I felt a disbelieving smile pull at my mouth. “I’m sorry,” I said around it. “That sounds pretty great, actually. Maybe too good to be real.” I knew people whose too-good-to-be-real early relationships had turned into actually-just-good-enough-to-be-real ones. I knew ones that hadn’t turned out, too, of course, but all of a sudden I was feeling hopeful. So he was a kook who was willing to go with my whole magic-filled lifestyle. For somebody like me, that might not be a bad thing. And he knew when not to push it, which for somebody like me was perfect. “Where exactly did you come from?”

“Arizona.” He grinned, touched my cheek and ducked his head to steal a brief kiss, as threatened. Then he stepped back with another grin and a wink, and left me smiling idiotically after him as he sauntered off to find his car. Not until he left did I stagger upstairs to collapse in my bed, eyes wide despite a great weariness encroaching on me. I felt peculiarly normal, which struck me as all wrong, because nothing in the past twenty-four hours had been normal for me.

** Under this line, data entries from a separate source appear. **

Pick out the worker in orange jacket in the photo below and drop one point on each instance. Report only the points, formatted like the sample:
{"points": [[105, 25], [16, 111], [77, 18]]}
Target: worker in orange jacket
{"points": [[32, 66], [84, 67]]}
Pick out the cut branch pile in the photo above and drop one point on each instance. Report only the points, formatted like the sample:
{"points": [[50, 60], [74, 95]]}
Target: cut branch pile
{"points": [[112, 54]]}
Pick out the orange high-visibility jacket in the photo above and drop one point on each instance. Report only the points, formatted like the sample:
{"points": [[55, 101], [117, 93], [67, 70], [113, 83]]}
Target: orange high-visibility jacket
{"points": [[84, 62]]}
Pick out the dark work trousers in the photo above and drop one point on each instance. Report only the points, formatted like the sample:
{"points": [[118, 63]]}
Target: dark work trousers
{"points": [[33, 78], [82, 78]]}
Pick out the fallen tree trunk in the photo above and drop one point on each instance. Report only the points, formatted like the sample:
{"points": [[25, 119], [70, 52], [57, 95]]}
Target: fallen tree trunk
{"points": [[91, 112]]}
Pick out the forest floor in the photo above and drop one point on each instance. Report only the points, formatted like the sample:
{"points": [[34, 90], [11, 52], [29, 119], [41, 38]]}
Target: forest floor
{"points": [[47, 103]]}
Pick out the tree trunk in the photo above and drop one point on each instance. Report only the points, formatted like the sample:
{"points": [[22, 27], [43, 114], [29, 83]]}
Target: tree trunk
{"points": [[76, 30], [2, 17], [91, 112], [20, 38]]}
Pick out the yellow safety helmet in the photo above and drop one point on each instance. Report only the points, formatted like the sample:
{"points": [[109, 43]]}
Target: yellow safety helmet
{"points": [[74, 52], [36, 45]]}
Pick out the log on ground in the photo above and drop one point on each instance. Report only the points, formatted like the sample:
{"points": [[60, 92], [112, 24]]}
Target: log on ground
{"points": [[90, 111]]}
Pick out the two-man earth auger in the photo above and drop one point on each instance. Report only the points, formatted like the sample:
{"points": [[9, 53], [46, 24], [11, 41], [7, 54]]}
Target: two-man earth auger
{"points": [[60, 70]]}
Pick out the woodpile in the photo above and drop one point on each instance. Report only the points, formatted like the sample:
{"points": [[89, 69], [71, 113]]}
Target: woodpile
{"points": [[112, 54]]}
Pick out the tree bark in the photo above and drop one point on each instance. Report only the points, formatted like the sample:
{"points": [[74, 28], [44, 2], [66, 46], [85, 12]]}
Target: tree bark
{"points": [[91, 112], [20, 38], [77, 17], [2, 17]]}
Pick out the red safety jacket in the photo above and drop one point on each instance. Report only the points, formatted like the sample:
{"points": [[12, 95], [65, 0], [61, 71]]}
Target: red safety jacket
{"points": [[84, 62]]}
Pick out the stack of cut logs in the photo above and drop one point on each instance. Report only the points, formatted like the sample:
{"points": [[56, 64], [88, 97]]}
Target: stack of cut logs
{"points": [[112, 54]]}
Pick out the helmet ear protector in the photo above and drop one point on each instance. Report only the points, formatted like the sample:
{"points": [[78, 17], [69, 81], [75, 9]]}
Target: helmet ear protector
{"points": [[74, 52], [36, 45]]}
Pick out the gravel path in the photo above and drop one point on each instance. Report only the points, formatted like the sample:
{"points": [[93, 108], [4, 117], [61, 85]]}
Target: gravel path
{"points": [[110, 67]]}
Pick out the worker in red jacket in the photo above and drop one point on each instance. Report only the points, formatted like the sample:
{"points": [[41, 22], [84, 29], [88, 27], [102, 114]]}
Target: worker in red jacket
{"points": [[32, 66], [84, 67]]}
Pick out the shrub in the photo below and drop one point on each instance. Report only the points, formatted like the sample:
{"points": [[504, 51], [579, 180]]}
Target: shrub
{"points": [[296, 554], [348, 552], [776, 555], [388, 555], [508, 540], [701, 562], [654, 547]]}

Which was a complex thought in and of itself. The last six or seven months, when I’d thought something along those lines, it’d meant old gods and spirit guides and magical things were going on. Right now it meant I’d almost accidentally slept with somebody and had gone out dancing and appeared to have something of a social life. That was all wildly abnormal. Billy’s illness might’ve been mystical in nature, but by God if my mind hadn’t assimilated that as an ordinary thing that happened in the course of Joanne’s life.

I honestly couldn’t decide if that was a good sign or not.

Somewhere right around the edge of sleep I could feel an idea of what I should be doing next starting to form. I was afraid to look too closely at it, for fear of sending it scurrying away. A few hours’ sleep before work might shake it loose, and in the morning I’d have to tell Phoebe I owed her one. Who could’ve known that a little R & R was good for the soul? I rolled over, chortling sleepily at myself, and dragged a pillow across the bed to moosh my face into it. It smelled faintly of Mark’s after-shave, which made my stomach tighten up, but the vast sleepies had a head start on berating myself with a what were you thinking lecture.